Thursday, April 27, 2006

Disappointed

Though my facebook profile says moderate, do not be fooled. I only say that because I like to initiate political debates rather than respond to them. In actuality, I am starting to learn what a bra-burning, Bush-hating liberal I am. Or have been.

Up until this point, my silence and objectivity regarding Bush in the past six years have only been the surface to a large dislike for our president. But living in the South among conservative Christians as my best friends, it is hard to let that out without receiving backlash. (By the way, despite their frequent complaints that the college environment bashes their conservative viewpoints, I often feel the same way when talking to them).

Yet, amidst Bush's plummeting approval ratings and even the separation from key Republican leaders as they try to make their own political run, I am beginning to connect with Bush. Much of America has apparently lost patience with the president, providing little positive results with several issues, most notably the war in Iraq. And while I have agreed that the war was a mistake since we went in, what is happening now is a country beating a leader when he is down, crowding around him without any expectations of how he can improve. From countless "letter to the editor"s that describe Bush as ignorant and stubborn to many of his own friends questioning his tactics, there is only one word to describe the majority feeling towards him: disappointment.
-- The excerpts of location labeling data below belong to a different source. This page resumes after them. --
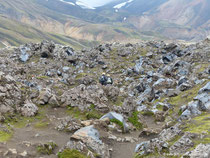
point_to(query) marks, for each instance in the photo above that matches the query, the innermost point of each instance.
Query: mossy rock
(5, 136)
(134, 119)
(46, 149)
(68, 153)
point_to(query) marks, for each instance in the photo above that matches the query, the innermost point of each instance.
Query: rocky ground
(52, 104)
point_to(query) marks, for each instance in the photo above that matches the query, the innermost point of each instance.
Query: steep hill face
(148, 99)
(52, 16)
(14, 33)
(110, 21)
(177, 19)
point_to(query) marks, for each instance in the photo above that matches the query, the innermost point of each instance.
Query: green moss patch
(5, 136)
(84, 115)
(46, 149)
(117, 122)
(135, 120)
(199, 124)
(68, 153)
(41, 124)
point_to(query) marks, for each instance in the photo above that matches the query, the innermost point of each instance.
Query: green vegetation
(85, 115)
(41, 124)
(135, 120)
(199, 124)
(147, 113)
(47, 148)
(5, 135)
(15, 33)
(42, 77)
(117, 122)
(68, 153)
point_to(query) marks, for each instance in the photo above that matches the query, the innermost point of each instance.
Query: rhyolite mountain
(90, 21)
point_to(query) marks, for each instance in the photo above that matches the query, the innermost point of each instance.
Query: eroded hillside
(53, 105)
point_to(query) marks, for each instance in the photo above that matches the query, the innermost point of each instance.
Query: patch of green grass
(5, 136)
(175, 139)
(68, 153)
(41, 124)
(19, 121)
(42, 77)
(119, 101)
(199, 124)
(147, 113)
(81, 75)
(84, 115)
(46, 149)
(135, 120)
(117, 122)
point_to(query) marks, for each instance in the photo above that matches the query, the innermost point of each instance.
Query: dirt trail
(30, 134)
(126, 150)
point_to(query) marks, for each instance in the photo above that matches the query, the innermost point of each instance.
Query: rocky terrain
(53, 105)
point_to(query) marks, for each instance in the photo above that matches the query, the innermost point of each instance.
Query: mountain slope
(15, 33)
(85, 25)
(179, 19)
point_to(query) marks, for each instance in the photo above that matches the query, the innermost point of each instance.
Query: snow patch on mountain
(92, 4)
(122, 4)
(71, 3)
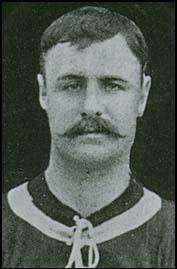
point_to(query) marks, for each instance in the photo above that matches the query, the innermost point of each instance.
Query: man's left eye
(115, 87)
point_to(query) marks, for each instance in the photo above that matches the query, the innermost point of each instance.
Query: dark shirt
(150, 245)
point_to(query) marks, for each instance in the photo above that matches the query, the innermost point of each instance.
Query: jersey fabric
(134, 231)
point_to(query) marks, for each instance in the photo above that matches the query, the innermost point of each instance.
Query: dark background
(26, 136)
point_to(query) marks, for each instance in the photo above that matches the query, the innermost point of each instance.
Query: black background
(26, 136)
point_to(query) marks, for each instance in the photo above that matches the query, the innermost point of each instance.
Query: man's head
(93, 84)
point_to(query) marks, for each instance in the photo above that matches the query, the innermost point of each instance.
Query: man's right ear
(42, 91)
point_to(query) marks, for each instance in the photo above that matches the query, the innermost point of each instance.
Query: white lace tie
(78, 241)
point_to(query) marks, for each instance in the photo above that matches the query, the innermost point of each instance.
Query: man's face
(92, 97)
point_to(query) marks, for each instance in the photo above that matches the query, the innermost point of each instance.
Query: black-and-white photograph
(88, 135)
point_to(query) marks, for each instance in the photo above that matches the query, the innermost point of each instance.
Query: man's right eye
(71, 86)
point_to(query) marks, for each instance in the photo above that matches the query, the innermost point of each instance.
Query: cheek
(123, 111)
(62, 112)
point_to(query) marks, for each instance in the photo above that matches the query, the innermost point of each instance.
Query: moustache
(93, 125)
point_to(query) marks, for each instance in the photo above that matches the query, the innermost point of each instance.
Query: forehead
(111, 57)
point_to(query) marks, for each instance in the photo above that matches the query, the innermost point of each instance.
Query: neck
(83, 189)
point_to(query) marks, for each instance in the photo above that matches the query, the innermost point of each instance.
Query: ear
(146, 85)
(42, 91)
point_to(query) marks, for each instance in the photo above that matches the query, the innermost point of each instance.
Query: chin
(92, 155)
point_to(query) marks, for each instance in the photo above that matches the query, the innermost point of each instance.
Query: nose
(92, 104)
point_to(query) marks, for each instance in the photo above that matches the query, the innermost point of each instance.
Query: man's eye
(72, 87)
(114, 87)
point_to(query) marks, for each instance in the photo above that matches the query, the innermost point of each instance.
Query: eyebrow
(70, 77)
(81, 76)
(113, 78)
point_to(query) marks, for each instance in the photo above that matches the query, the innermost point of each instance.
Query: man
(86, 210)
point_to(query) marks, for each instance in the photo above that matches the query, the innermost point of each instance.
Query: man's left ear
(146, 85)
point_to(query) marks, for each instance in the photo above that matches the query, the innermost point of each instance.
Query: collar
(49, 204)
(34, 209)
(34, 203)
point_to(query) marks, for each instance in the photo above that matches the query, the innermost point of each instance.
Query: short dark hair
(87, 25)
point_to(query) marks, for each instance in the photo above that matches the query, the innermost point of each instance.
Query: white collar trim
(20, 202)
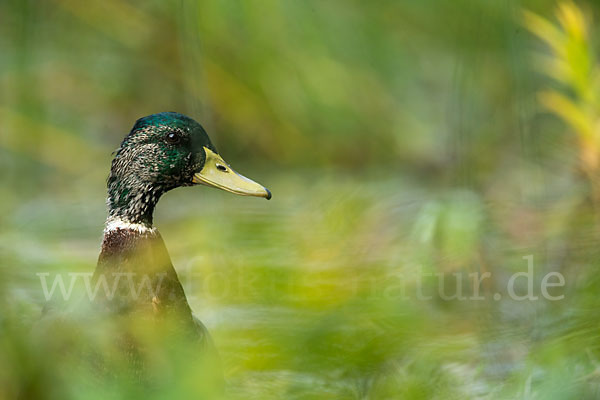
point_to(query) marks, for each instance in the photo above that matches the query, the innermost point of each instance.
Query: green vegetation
(406, 143)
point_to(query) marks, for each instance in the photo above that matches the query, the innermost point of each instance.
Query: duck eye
(172, 137)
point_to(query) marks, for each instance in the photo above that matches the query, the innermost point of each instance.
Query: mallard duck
(162, 152)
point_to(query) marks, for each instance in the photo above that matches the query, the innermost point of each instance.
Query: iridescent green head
(164, 151)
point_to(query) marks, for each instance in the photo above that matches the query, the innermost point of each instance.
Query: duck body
(138, 283)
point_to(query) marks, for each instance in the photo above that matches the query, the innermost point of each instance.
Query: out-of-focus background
(407, 144)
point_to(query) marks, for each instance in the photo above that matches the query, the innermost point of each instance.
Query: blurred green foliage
(400, 139)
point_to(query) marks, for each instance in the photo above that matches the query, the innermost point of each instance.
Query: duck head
(164, 151)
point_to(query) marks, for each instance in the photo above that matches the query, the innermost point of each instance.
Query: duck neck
(131, 202)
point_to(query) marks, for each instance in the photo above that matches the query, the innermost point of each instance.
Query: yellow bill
(217, 173)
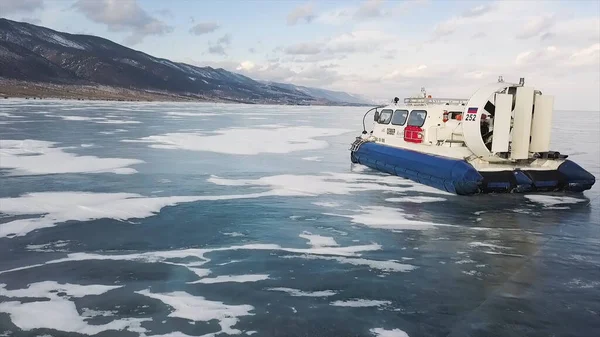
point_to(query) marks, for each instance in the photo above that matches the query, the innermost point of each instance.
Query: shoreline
(96, 92)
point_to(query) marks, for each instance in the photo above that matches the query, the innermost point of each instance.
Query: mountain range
(38, 61)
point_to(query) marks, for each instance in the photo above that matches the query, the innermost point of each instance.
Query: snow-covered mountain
(38, 54)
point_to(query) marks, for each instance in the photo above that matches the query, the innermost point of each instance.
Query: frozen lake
(165, 219)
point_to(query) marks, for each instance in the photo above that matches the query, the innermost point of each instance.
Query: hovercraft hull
(459, 177)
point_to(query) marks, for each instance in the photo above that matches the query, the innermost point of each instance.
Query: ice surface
(487, 245)
(49, 247)
(190, 114)
(77, 118)
(387, 218)
(197, 308)
(318, 240)
(374, 264)
(328, 183)
(8, 115)
(316, 158)
(57, 311)
(416, 199)
(233, 278)
(327, 204)
(300, 293)
(246, 141)
(549, 200)
(166, 256)
(49, 288)
(117, 121)
(33, 157)
(57, 207)
(380, 332)
(234, 234)
(360, 303)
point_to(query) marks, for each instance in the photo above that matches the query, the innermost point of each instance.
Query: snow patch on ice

I do not know how many stories we can tell from our past, but there is nothing much worse than knowing people are disappointed in you, whether that be a close friend or a nation that "elected" you.
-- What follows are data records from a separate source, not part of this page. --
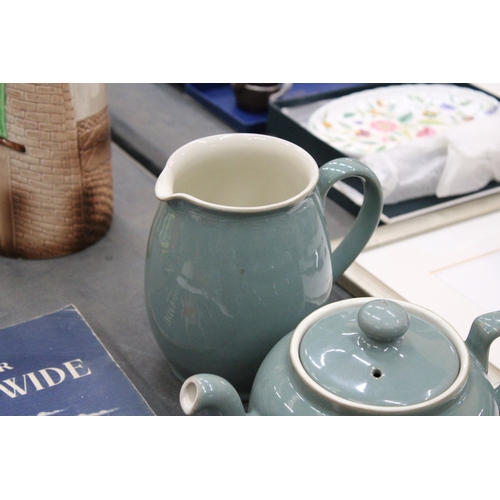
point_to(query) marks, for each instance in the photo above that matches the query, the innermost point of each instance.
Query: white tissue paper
(463, 159)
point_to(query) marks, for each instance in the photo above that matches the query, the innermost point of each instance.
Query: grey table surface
(105, 281)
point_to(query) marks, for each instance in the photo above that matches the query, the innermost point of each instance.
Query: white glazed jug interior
(238, 172)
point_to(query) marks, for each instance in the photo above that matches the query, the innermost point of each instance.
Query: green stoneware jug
(239, 253)
(365, 357)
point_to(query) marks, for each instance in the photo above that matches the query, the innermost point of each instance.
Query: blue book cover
(55, 365)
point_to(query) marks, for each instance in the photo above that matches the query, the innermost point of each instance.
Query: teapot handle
(484, 330)
(367, 220)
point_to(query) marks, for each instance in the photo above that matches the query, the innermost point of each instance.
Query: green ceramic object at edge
(365, 357)
(239, 252)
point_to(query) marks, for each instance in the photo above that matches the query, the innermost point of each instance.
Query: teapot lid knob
(383, 320)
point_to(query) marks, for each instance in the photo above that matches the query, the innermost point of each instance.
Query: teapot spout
(206, 391)
(484, 330)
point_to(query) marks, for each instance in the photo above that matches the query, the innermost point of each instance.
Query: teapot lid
(381, 353)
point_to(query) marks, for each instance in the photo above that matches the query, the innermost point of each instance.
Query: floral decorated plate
(382, 118)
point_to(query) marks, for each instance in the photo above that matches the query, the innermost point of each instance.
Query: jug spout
(206, 391)
(484, 330)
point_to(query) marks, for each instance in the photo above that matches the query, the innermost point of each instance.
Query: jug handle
(367, 220)
(484, 330)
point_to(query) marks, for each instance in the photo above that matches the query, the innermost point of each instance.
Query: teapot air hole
(188, 396)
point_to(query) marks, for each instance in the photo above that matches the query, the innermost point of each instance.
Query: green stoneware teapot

And in some minute way, I feel his pain, for recently, I have heard a large amount of the silent and sometimes, not-so-silient faces of disappointment pointing in my direction. Some of it is warranted. Some of it is not. From an exposed sin to forgetting my mother's birthday, and from a lack of investment of relationships to unexpected future plans that surprise others, I am beginning to feel the brunt of disappointment from more than one angle.

Though there has traditionally been more pain felt for the disappointed than the disappointer, I will argue that the disappointer has it just as bad. Let's take a look at an example. Hypothetically, I hit Mary in the face out of anger, and I feel horrible about it within minutes. Though Mary's face heals, the relationship is still broken. And in that moment, it is almost like the punch transferred more than a blow to the face; it transferred power. For now, the power to release Mary's vengeful thoughts and my self-hatred and self-disappointment is in her hands. This power is none other than grace.

And in my starvation state for grace from my peers, I am starting to realize that I have the same power to offer it across the board, even to a president who has made several mistakes in the past six years. Whether or not he wants grace is not the issue. Because whether he wants it or not, he still needs it. As do I.